In another month, they also associated with Special Olympics Bharat where coaches from Tottenham Hotspur Foundation had visited to train the coaches here. The India Spurs got an opportunity to work with kids with special needs and coach them on football. 

A football fan isn’t a fan without superstitions. Elaborates Bansal, “At a screening, if we score a goal, no one dares to switch seats and if we can’t score a goal or the opposition scores, we keep moving until we score one and then we settle there. It’s weird but it works, or at least that’s what we like to think. Anything to help the team win. I remember this one moment where one of us switched seats, someone got angry because it was a tense moment and then we ended up scoring. After everyone was done being ecstatic, we started chanting ‘he’s one of our own’, a chant usually associated with Harry Kane. Chants play a big part in making screenings fun. Be it banter with other supporters’ club at a joint screening or just all the mad fans vibing together, when fans get together, it is always fun.” 

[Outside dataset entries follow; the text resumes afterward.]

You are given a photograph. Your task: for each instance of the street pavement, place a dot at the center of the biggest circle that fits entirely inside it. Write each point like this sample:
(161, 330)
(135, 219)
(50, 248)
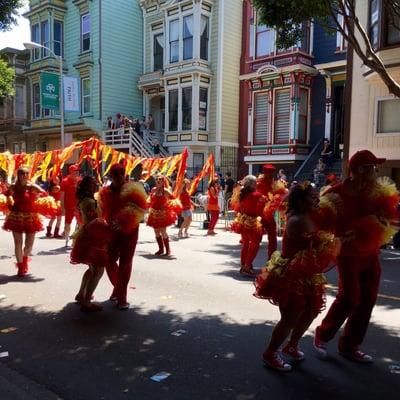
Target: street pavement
(192, 316)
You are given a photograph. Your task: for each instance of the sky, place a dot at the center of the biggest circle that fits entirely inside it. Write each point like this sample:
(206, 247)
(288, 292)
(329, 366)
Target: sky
(18, 34)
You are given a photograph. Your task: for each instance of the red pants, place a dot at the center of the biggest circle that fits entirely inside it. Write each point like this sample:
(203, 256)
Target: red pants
(250, 246)
(270, 226)
(214, 214)
(358, 289)
(122, 247)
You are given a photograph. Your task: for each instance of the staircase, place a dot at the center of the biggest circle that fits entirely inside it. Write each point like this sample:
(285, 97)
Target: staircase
(127, 140)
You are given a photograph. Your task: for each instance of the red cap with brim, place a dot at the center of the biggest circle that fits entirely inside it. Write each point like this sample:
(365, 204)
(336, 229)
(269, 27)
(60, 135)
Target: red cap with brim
(268, 167)
(116, 168)
(73, 168)
(364, 157)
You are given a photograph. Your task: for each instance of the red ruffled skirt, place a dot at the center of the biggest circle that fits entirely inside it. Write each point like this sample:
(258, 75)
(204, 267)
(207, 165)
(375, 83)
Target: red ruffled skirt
(23, 222)
(161, 218)
(91, 244)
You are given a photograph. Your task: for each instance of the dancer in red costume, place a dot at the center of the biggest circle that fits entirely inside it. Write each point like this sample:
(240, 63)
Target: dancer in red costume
(294, 280)
(362, 208)
(90, 243)
(68, 199)
(213, 205)
(55, 192)
(162, 213)
(23, 218)
(249, 205)
(122, 204)
(187, 207)
(274, 192)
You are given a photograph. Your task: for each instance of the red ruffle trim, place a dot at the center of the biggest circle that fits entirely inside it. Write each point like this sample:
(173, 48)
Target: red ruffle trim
(23, 222)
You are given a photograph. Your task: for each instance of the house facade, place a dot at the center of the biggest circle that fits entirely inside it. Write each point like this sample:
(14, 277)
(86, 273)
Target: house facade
(191, 74)
(101, 47)
(375, 113)
(14, 110)
(288, 101)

He adds, “You’ll find a lot of fans for United, Liverpool, or even our arch-nemesis, Arsenal. But Tottenham Hotspur fans are a rare breed. Spurs have always been a team with potential and some of the biggest names have played here. The most amazing thing that attracted us to Spurs was the style of play. Fast and free-flowing football with deadly counterattacks. To sum it all up, Love at first sight does exist.” 

The pandemic may have restricted the meetings to some extent but the WhatsApp groups of the Spurs across the country have never been more active. They have refrained from hosting public screenings because safety is still a concern but are doing the next best thing to catch up with the other fanclub members and keeping the spirit of the Premier League battles alive—via video calls.

So what are the Spurs looking forward to in the upcoming season of the Premier League? Pat comes the reply: “We can’t wait to see Nuno Espirito Santo, the new club manager weaving his magic on the team. He helped Wolverhampton Wanderers finish 7th and qualify for Europe, which is no mean feat.”